Тут он опять задохся и закашлялся.
– Ну, всё? Всё теперь, всё сказал? Ну, и иди теперь спать, у тебя лихорадка, – нетерпеливо перебила Лизавета Прокофьевна, не сводившая с него своего беспокойного взгляда. – Ах, господи! Да он и еще говорит!
– Вы, кажется, смеетесь? Что вы всё надо мною смеетесь? Я заметил, что вы всё надо мною смеетесь, – беспокойно и раздражительно обратился он вдруг к Евгению Павловичу; тот действительно смеялся.
– Я только хотел спросить вас, господин… Ипполит… извините, я забыл вашу фамилию.
– Господин Терентьев, – сказал князь.
– Да, Терентьев, благодарю вас, князь, давеча говорили, но у меня вылетело… я хотел вас спросить, господин Терентьев, правду ли я слышал, что вы того мнения, что стоит вам только четверть часа в окошко с народом поговорить, и он тотчас же с вами во всем согласится и тотчас же за вами пойдет?
– Очень может быть, что говорил… – ответил Ипполит, как бы что-то припоминая, – непременно говорил! – прибавил он вдруг, опять оживляясь и твердо посмотрев на Евгения Павловича. – Что ж из этого?
– Ничего ровно; я только к сведению, чтобы дополнить.
Евгений Павлович замолчал, но Ипполит всё еще смотрел на него в нетерпеливом ожидании.
– Ну, что ж, кончил, что ли? – обратилась к Евгению Павловичу Лизавета Прокофьевна. – Кончай скорей, батюшка, ему спать пора. Или не умеешь? (Она была в ужасной досаде.)

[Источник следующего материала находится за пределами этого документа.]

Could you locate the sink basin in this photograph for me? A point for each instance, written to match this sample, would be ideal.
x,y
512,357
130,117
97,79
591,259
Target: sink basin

– Я, пожалуй, и очень не прочь прибавить, – улыбаясь продолжал Евгений Павлович, – что всё, что я выслушал от ваших товарищей, господин Терентьев, и всё, что вы изложили сейчас, и с таким несомненным талантом, сводится, по моему мнению, к теории восторжествования права, прежде всего и мимо всего, и даже с исключением всего прочего, и даже, может быть, прежде исследования, в чем и право-то состоит? Может быть, я ошибаюсь?
– Конечно, ошибаетесь, я даже вас не понимаю… дальше?
В углу тоже раздался ропот. Племянник Лебедева что-то пробормотал вполголоса.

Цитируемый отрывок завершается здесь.